There is so much we might elect to conjecture and so much more we might wish we never had to consider, including that the so called peace at the end of WWI sowed the seeds for the rise of the Nazis and the Second World War. For, not one bit of this happens or happened in a vacuum. Not one little bit of that could have occurred without lots of other little bits that seemingly might, on the face of it, appear completely disconnected.

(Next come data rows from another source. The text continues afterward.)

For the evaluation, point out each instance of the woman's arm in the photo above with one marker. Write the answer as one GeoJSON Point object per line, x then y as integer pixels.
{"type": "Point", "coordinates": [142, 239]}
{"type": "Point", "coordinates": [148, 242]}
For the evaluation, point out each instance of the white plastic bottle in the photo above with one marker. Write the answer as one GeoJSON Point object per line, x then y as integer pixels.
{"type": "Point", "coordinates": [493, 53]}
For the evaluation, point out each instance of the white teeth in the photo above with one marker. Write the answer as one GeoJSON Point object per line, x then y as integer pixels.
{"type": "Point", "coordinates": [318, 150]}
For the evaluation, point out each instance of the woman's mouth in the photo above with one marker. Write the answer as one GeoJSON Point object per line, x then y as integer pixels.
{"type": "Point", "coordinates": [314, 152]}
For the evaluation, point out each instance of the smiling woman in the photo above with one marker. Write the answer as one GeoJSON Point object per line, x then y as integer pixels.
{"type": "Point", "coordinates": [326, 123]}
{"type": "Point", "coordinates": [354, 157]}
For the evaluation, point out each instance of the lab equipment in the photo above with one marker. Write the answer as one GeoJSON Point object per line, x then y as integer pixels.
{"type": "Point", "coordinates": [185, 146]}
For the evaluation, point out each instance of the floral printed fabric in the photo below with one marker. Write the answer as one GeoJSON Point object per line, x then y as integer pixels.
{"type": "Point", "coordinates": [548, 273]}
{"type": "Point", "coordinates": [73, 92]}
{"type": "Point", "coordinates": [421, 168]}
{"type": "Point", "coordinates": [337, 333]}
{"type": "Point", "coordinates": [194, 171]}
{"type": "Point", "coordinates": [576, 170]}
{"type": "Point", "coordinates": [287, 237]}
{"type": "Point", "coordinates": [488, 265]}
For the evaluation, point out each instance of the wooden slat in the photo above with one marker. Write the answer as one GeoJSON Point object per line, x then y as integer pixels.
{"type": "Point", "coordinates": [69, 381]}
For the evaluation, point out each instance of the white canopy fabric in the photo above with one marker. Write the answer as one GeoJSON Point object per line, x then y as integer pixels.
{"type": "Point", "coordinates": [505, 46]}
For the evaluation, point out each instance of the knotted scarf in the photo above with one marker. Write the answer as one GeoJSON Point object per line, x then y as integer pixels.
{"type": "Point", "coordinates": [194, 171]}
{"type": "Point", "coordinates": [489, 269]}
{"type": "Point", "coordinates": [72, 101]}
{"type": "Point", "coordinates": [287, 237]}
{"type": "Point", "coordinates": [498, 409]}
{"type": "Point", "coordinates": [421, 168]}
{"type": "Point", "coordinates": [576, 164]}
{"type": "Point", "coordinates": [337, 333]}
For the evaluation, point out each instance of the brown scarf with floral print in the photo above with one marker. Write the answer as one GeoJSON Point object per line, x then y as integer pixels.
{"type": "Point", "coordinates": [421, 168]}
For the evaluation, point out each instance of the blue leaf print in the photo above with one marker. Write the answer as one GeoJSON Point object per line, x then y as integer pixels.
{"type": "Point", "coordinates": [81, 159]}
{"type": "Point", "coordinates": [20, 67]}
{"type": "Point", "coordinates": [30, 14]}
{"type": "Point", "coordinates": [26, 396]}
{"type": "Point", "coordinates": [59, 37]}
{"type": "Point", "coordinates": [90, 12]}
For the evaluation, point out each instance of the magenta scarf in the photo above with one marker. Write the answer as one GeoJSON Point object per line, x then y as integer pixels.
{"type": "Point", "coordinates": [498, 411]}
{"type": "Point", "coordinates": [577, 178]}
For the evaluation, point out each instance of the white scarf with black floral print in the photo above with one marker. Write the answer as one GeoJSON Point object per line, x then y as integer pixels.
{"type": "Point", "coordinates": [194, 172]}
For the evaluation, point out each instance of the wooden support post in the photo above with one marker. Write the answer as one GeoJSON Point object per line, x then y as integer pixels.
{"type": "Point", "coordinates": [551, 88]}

What is it then that I remember today? I am a rememberer. I am one who is called to live in a state and in the reality of anamnesis, of unforgetting. Today there is much to process. There are many threads to untangle. There are wide vistas to take in and the small sheet of paper, written with a pencil in a train carriage chugging through the French countryside, as the harvest was about be taken in, which landscape was soon to be altered beyond recognition. The ensuing conflict ruined lives and reshaped the entire social and political structure of Europe. This conflict toppled monarchies. This conflict bequeathed us Fascisms in Germany, Spain and Italy, and the rule of the Proletariat in what was at the time still Russia that in time transmuted into global Communisms.

What do I remember today? The weeping mother and the sobbing wife, the orphaned children and childless parents — on both sides of that War that did not end anything but our innocence.